Tiny stopped, turned and positioned his paws into a wide stance—a battle posture for those that know dogs—and blocked the entrance to the hall. The enormous and sweet-natured mastiff had not wagged his tail for the past few minutes, but the three friends had been too busy to notice, still debating the benefits and risks of revealing to their countrymen what they had learned from their parson.
“Come on, Anders! Surely you can see that sharing this news with everyone in town would bring a lot of pain to some of our neighbors there. Right?” Frieda said.
“Yeah, I suppose so,” Anders replied, still sounding unconvinced.
“Hey,” interrupted Paign, who was trailing at the back of the small procession, “what’s gotten into Tiny?”
Frieda, who was in the lead and had been mostly looking over her shoulder at Anders during their debate, turned her attention to her dog, just a few feet in front of her now.
“What are you doing, Tiny?” she asked of her faithful companion, observing his stance. At first, she thought he appeared ready to play, as though a ball was about to be thrown for him to fetch. But the look on Tiny’s face didn’t look at all like when they played. He looked more like when strangers came to their gate.
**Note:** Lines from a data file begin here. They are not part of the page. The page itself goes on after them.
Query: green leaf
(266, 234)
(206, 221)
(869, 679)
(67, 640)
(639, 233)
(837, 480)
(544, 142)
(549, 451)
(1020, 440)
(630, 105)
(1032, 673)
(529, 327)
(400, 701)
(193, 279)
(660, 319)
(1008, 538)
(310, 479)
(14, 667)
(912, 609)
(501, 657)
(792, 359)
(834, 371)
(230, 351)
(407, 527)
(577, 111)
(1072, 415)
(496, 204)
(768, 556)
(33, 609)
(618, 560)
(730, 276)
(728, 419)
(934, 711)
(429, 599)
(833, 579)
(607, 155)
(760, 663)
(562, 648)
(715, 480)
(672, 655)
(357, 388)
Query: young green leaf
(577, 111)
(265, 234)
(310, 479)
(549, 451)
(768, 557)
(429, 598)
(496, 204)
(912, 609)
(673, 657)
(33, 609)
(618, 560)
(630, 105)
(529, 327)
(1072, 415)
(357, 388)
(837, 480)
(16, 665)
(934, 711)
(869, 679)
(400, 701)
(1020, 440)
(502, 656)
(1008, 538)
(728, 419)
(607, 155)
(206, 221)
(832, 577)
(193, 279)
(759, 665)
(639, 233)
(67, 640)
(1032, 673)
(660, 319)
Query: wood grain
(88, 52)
Tiny didn’t welcome strangers well.
“What’s this about, then?” Anders asked, as he stopped next to Freida, setting his pack on the ground. “He doesn’t look happy.”
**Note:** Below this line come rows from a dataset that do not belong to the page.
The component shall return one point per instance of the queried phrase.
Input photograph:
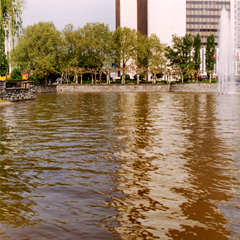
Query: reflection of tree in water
(206, 164)
(133, 123)
(175, 170)
(16, 209)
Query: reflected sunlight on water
(120, 166)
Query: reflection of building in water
(169, 191)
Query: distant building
(168, 17)
(163, 18)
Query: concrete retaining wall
(189, 87)
(195, 87)
(201, 87)
(113, 88)
(45, 88)
(13, 93)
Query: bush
(16, 74)
(141, 77)
(159, 75)
(127, 77)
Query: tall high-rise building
(203, 17)
(162, 17)
(168, 17)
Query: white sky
(63, 12)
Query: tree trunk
(76, 78)
(138, 78)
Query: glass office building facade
(203, 17)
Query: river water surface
(120, 166)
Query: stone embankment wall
(195, 87)
(13, 92)
(45, 88)
(113, 88)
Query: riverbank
(2, 102)
(186, 87)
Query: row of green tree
(10, 25)
(45, 52)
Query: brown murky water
(120, 166)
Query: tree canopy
(179, 54)
(38, 49)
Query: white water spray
(226, 65)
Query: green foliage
(3, 64)
(197, 47)
(159, 75)
(16, 74)
(38, 49)
(141, 76)
(179, 54)
(10, 16)
(127, 77)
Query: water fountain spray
(226, 65)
“This is strange, don’t you think?” Paign said, as he stooped to put his backpack on the ground next to Anders. “What’s gotten into him?”
The light from their three lanterns flickered across the nearer walls of the main hall, but barely reached to the back of the chamber.
“I don’t know,” replied Freida, concerned. “He’ll growl and bark at strangers. But he knows us, obviously, so that doesn’t make sense.”